Thursday, November 24, 2005

Neo-Feminists Take Heart

I was born a feminist. Really. I was born with an independent, self-starting, can-do streak that has served me well except sometimes as a partner-seeking woman, but I digress.

In general men seek women whom they can take care of (a bill I don't fit) but I don't hold that against them. It is part of their biological programming, their drive to procreate--and the more testosterone driven a man the more he seeks an estrogen driven woman--who will likely press for procreation, the ultimate biological goal of life.

Most men and women are born to breed, not challenge their biological code and it is that success of evolution (over human will and to its credit I might add) that has both kept us on the planet but also locked us into the breeding roles we have codified and labeled "family norms."

So, being born to the feminist attitude and not a product of it, I feel nary a worry about feminism when every few years the death of it is announced by a poll or op-ed piece or article or book. I know that the fight of mind over body weaves through all human endeavor. There will always be a questioning of human undertakings that pushes back against biology (e.g. the drive to protect early life hidden behind the tactic of religion).

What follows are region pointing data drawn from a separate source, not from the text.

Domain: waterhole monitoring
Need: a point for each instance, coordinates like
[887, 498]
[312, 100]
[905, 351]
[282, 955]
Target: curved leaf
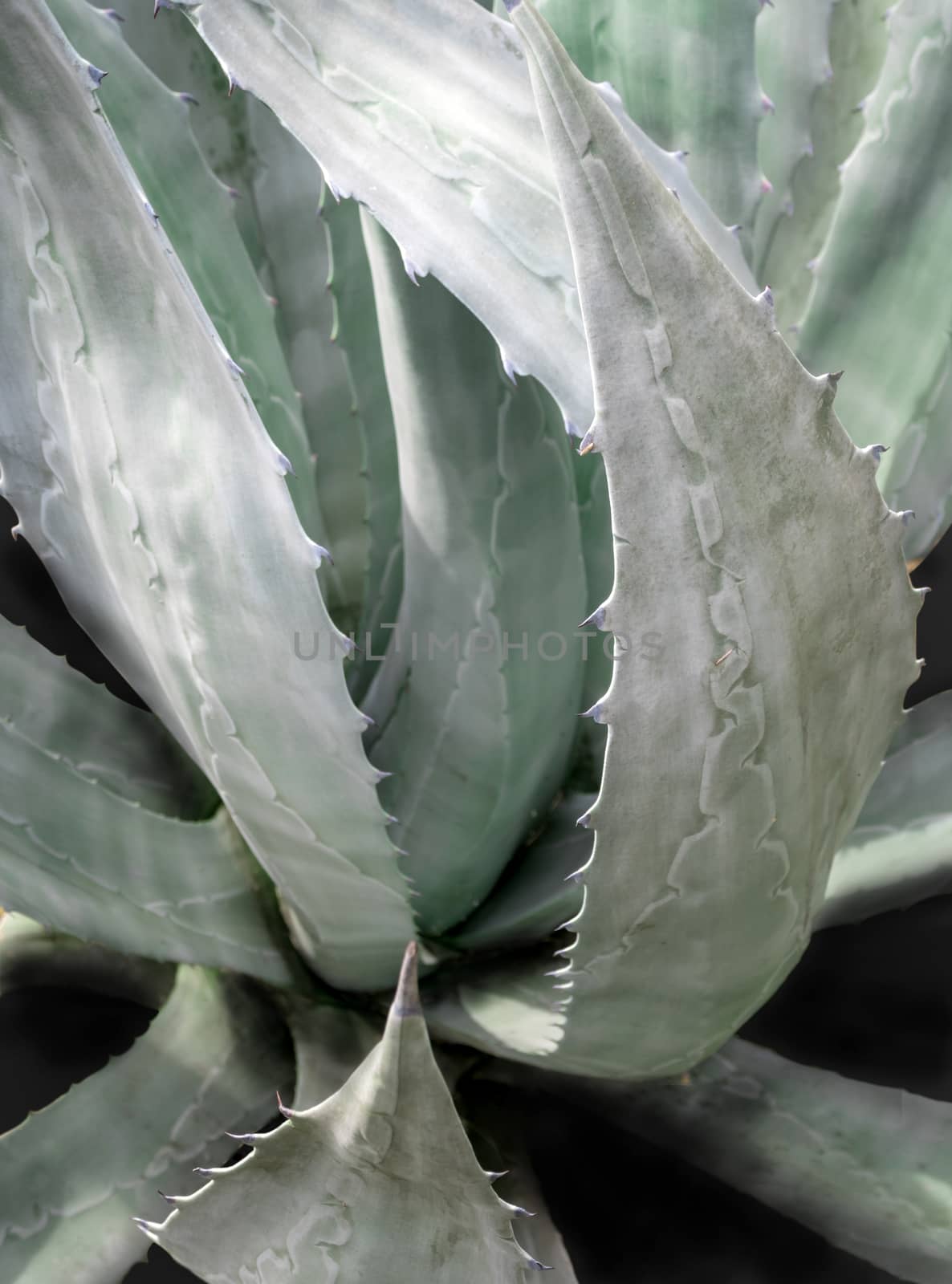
[152, 125]
[450, 160]
[148, 486]
[75, 1174]
[901, 849]
[379, 1181]
[486, 652]
[817, 63]
[158, 885]
[740, 755]
[881, 305]
[865, 1166]
[685, 71]
[539, 892]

Further, I only have to look at women like my daughter and others of her generation with kids of their own. While staying home in the first years they plot their return to the outside world; for the stimulation of the persons they grew up expecting to be and now demand to express. They don't question if they need more outside the family, they question how to get more once they are again outside.

So getting more (recognition and pay)--and the neurologically impossible task of emotionally sensitizing men--are still at the core of the feminist challenge, i.e. not much has changed.

So what's a feminist (neo or otherwise) to do? I say, soldier on, but improve your odds of getting something out of your effort:
America's Stay-at-Home Feminists: "There are three rules: Prepare yourself to qualify for good work, treat work seriously, and don't put yourself in a position of unequal resources when you marry."